Intense summer sun can spike temperatures of solar panels, causing their electrical production to plummet.
Like humans, solar panels don’t work well when overheated. Now, researchers have found a way to make them “sweat”—allowing them to cool themselves and increase their power output.
It’s “a simple, elegant, and effective [way] to retrofit existing solar cell panels for an instant efficiency boost,” says Liangbing Hu, a materials scientist at the University of Maryland, College Park.
Today, more than 600 gigawatts of solar power capacity exists worldwide, providing 3% of global electricity demand. That capacity is expected to increase fivefold over the next decade. Most use silicon to convert sunlight to electricity. But typical silicon cells convert only 20% of the Sun’s energy that hits them into current. Much of the rest turns into heat, which can warm the panels by as much as 40°C. And with every degree of temperature above 25°C, the efficiency of the panel drops. In a field where engineers struggle for every 0.1% boost in power conversion efficiency, even a 1% gain would be an economic boon, says Jun Zhou, a materials scientist at Huazhong University of Science and Technology.
Decades ago, researchers showed that cooling solar panels with water can provide that benefit. Today, some companies even sell water-cooled systems. But those setups require abundant available water and storage tanks, pipes, and pumps. That’s of little use in arid regions and in developing countries with little infrastructure.
Enter an atmospheric water collector. In recent years, researchers have devised materials that can suck water vapor from the air and condense it into liquid water for drinking. Among the best is a gel that strongly absorbs water vapor at night, when the air is cool and humidity is high. The gel—a mix of carbon nanotubes in polymers with a water-attracting calcium chloride salt—causes the vapor to condense into droplets that the gel holds. When heat rises during the day, the gel releases water vapor. If covered by a clear plastic, the released vapor is trapped, condenses back into liquid water, and flows into a storage container.

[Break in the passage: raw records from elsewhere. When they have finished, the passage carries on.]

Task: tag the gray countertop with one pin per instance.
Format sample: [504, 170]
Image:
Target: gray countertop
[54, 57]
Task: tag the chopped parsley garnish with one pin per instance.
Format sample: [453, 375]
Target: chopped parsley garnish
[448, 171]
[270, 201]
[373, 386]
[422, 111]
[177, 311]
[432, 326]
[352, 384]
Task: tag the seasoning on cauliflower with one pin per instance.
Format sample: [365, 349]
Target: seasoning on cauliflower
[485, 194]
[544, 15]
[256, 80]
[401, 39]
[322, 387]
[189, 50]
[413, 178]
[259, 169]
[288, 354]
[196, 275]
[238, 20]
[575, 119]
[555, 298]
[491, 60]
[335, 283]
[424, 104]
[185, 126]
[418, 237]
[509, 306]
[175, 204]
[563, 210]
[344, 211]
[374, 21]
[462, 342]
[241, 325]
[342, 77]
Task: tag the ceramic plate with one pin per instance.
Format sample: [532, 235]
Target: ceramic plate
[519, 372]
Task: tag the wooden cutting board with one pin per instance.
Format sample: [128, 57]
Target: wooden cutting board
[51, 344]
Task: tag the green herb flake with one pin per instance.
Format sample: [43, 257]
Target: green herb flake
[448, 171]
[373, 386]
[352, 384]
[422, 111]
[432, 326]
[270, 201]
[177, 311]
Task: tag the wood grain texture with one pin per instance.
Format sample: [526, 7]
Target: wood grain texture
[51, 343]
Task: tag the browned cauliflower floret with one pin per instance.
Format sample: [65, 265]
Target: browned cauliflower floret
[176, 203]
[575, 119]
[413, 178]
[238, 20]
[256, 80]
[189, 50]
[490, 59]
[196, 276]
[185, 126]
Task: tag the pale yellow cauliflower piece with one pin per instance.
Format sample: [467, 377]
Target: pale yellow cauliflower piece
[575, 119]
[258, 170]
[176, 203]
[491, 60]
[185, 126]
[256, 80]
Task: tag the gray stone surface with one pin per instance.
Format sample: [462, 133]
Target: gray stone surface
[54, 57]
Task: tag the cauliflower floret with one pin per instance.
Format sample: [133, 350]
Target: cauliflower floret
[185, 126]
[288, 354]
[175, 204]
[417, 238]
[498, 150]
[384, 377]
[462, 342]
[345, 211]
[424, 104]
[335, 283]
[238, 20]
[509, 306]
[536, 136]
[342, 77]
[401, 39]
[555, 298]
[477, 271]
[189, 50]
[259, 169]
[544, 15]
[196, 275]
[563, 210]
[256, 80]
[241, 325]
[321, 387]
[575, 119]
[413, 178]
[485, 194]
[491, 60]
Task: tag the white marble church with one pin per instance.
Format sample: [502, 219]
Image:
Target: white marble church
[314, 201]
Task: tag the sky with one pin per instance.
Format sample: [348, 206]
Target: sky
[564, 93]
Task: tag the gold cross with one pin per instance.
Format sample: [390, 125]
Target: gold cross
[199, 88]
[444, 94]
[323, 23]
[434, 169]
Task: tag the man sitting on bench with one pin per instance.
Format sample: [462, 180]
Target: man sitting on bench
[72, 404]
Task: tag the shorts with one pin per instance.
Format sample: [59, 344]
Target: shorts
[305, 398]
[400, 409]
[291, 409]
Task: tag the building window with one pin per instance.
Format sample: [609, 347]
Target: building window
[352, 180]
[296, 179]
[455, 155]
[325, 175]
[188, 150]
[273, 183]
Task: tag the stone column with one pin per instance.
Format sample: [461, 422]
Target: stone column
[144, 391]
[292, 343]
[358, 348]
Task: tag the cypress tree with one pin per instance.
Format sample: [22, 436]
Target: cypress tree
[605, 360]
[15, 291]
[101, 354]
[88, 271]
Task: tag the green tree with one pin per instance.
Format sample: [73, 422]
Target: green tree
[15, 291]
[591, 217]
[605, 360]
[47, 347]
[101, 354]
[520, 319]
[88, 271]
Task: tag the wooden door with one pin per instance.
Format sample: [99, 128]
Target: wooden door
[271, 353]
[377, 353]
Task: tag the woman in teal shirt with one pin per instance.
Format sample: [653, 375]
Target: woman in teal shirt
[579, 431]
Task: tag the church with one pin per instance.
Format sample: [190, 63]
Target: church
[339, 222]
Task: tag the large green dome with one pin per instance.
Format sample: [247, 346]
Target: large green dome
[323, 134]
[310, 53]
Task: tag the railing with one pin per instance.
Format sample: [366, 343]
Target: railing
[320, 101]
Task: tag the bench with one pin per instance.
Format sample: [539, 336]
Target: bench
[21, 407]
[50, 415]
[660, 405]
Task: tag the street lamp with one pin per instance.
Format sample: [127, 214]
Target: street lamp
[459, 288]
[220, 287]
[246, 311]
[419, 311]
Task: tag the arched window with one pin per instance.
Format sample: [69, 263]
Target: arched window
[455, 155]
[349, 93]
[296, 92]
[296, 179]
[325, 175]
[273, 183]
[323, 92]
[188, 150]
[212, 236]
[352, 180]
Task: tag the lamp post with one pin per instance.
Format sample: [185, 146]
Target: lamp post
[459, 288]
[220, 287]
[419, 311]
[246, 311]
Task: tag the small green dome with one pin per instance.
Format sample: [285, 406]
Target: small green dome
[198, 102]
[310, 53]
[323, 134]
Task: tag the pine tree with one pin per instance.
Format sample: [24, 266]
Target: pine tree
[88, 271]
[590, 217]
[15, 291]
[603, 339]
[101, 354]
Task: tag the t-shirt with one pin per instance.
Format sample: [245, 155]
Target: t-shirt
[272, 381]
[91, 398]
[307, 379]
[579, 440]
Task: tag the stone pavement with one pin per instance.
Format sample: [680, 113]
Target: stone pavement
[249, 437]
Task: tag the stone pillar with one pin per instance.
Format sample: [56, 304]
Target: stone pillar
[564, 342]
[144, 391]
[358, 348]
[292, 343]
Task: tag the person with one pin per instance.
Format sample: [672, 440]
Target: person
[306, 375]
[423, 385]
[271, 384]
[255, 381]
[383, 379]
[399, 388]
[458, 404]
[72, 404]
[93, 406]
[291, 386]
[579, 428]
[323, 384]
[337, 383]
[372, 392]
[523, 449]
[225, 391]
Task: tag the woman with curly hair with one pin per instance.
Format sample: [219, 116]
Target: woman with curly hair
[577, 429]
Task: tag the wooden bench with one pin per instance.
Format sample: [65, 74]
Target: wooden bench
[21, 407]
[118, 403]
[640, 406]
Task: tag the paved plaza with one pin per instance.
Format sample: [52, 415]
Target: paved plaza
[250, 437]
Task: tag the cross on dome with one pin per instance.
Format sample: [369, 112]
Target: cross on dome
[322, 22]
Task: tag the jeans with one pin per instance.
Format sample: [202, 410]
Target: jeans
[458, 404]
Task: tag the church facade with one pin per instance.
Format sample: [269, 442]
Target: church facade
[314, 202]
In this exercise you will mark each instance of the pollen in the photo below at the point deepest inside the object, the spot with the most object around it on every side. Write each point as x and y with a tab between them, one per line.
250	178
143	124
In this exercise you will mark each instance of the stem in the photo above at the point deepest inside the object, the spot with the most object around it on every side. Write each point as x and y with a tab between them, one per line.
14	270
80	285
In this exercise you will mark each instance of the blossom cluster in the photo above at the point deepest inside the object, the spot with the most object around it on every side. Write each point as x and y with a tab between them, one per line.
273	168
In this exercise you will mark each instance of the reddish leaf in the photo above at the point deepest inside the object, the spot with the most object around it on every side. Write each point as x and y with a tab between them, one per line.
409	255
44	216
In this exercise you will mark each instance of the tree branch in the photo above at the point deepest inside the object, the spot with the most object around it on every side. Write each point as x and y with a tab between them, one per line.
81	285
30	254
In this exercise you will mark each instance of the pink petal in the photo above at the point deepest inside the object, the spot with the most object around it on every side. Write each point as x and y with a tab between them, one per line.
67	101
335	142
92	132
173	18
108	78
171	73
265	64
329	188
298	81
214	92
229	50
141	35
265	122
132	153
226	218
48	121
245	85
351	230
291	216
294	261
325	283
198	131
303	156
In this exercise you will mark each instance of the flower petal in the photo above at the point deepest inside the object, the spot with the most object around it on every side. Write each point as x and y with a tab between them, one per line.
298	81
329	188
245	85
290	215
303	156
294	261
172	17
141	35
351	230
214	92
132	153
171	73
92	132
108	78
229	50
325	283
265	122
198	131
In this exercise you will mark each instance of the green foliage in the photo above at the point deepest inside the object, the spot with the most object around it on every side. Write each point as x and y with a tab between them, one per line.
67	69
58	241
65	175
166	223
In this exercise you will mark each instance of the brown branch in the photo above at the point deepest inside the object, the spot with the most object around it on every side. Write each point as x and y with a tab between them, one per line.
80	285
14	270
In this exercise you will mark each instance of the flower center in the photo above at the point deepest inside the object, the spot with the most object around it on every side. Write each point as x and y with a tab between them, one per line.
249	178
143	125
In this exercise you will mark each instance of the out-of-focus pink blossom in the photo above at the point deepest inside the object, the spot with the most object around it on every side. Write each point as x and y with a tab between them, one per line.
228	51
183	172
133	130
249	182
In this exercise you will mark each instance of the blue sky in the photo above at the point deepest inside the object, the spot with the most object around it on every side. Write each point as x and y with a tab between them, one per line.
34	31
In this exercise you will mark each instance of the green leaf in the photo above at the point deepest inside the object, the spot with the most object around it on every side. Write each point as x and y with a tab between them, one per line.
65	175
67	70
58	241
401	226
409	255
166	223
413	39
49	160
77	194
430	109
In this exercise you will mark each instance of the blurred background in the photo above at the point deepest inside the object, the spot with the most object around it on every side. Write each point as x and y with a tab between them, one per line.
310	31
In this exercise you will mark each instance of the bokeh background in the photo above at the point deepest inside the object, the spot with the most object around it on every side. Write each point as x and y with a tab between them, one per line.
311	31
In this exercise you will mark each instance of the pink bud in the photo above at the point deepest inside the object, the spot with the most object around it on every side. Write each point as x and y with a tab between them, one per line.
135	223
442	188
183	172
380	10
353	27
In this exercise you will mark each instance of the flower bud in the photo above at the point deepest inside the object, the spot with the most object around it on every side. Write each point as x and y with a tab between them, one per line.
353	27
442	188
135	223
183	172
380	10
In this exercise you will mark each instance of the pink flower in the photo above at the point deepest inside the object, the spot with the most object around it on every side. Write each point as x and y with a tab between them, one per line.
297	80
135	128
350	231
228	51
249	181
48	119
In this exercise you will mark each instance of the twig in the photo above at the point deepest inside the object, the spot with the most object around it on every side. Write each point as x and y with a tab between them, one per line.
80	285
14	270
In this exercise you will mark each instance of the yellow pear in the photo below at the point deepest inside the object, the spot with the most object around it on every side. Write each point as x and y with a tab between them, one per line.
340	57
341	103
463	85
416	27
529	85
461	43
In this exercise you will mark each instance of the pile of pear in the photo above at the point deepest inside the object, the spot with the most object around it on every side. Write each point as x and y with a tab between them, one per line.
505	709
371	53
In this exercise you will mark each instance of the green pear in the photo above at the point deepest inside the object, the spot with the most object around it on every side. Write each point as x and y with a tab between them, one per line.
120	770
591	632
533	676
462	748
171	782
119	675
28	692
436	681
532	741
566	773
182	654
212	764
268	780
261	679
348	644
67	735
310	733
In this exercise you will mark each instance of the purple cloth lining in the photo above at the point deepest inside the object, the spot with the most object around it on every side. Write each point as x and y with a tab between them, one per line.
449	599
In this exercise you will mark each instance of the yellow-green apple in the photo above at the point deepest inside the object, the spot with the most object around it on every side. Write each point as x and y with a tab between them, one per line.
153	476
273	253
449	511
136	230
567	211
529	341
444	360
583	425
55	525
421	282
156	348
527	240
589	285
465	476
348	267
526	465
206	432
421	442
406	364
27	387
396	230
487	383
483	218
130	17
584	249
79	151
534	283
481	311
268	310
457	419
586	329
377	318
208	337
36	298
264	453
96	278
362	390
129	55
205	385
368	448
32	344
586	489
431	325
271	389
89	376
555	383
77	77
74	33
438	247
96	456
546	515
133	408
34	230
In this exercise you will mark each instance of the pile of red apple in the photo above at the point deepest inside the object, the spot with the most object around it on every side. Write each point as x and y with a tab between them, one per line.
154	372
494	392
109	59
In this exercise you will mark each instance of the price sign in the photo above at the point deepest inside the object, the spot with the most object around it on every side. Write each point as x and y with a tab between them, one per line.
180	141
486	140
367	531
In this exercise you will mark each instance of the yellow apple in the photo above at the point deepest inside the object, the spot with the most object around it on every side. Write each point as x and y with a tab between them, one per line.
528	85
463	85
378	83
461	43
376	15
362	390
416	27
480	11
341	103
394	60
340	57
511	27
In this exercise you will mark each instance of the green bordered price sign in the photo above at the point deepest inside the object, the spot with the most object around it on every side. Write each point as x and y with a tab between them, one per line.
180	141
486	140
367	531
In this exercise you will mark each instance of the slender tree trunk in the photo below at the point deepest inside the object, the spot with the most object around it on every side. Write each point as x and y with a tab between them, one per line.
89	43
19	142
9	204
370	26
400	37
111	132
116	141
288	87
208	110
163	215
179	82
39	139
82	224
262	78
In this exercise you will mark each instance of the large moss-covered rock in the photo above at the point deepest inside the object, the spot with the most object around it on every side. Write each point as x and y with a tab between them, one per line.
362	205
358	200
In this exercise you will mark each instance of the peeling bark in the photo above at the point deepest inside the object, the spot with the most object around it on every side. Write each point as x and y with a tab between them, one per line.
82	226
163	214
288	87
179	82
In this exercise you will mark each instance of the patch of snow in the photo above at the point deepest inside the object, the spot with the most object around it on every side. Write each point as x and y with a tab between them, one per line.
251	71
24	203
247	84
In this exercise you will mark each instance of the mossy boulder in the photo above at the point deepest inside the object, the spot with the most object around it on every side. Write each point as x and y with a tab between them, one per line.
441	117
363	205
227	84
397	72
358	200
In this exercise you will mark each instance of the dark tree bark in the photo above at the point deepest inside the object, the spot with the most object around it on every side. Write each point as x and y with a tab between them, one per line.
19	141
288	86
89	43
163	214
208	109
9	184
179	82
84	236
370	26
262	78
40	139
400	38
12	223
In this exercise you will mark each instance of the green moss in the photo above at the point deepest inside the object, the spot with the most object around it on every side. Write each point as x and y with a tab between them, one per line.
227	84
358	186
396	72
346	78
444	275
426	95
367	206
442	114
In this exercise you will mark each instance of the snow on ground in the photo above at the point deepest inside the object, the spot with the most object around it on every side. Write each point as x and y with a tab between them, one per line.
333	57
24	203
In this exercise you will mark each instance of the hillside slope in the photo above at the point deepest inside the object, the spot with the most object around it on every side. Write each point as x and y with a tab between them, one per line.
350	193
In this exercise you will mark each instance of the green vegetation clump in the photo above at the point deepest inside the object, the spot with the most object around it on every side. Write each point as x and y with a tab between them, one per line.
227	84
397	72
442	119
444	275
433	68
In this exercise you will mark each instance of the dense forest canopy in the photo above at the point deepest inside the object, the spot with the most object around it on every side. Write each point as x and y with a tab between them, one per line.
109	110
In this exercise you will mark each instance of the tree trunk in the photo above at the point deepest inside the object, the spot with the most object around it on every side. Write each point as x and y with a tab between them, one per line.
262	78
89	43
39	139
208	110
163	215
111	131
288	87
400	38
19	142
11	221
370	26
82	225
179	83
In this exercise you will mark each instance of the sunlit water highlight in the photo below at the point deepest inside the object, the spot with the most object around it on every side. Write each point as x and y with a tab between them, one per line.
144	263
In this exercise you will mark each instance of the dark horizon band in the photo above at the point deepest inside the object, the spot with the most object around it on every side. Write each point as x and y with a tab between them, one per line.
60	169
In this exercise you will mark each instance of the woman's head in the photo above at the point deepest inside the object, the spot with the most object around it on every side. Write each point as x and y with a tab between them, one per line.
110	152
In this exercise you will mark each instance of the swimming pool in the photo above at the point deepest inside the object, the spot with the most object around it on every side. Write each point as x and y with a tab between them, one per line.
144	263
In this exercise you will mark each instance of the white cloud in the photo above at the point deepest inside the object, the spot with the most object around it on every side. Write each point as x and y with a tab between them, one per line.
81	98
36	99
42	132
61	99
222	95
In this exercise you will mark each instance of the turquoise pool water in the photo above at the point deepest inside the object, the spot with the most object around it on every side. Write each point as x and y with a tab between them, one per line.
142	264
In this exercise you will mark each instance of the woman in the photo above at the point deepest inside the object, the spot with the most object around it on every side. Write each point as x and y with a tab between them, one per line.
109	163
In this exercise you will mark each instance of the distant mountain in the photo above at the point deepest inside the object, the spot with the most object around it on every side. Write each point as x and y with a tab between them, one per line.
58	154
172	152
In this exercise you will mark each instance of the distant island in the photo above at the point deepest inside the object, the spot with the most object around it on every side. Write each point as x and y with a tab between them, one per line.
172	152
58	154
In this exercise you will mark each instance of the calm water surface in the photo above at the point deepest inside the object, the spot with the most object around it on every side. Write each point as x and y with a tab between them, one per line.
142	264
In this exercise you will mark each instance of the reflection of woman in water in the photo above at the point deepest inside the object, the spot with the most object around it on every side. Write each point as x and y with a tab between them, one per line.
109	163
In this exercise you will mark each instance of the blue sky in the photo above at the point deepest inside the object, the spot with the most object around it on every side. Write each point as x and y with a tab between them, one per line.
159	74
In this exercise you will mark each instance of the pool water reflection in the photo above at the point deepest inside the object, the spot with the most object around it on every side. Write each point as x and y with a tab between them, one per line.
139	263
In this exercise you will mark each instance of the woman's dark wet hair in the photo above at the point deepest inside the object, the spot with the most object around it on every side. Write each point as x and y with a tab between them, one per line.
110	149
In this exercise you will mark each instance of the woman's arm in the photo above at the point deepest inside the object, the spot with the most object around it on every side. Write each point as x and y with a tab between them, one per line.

Peng Wang, an environmental engineer at Hong Kong Polytechnic University, and his colleagues thought of another use for the condensed water: coolant for solar panels. So, the researchers pressed a 1-centimeter-thick sheet of the gel against the underside of a standard silicon solar panel. Their idea was that during the day, the gel would pull heat from the solar panel to evaporate water it had pulled out of the air the previous night, releasing the vapor through the bottom of the gel. The evaporating water would cool the solar panel as sweat evaporating from the skin cools us down.
The researchers found that the amount of gel they needed depended primarily on the environment’s humidity. In a desert environment with 35% humidity, a 1-square-meter solar panel required 1 kilogram of gel to cool it, whereas a muggy area with 80% humidity required only 0.3 kilograms of gel per square meter of panel.
The upshot in either case: The temperature of the water-cooled solar panel dropped by as much as 10°C. And the electricity output of the cooled panels increased by an average of 15% and up to 19% in one outdoor test, where the wind likely enhanced the cooling effect, Wang and his colleagues report today in Nature Sustainability.
“The efficiency increase is significant,” Zhou says. But he points out that rain could dissolve the calcium chloride salt in the gel, sapping its water-attracting performance. Wang agrees, but notes the hydrogel sits beneath the solar panel, which should shield it from rain. He and his colleagues are also working on a second-generation gel that shouldn’t degrade, even when wet.
Another design option, Wang says, is a setup that could trap and recondense water after it evaporates from the gel. That water, he says, could be used to clean any dust that accumulates on the solar panels, solving a second power-sapping problem at the same time. Alternatively, that same water could be stored for drinking, addressing another desperate need in arid regions.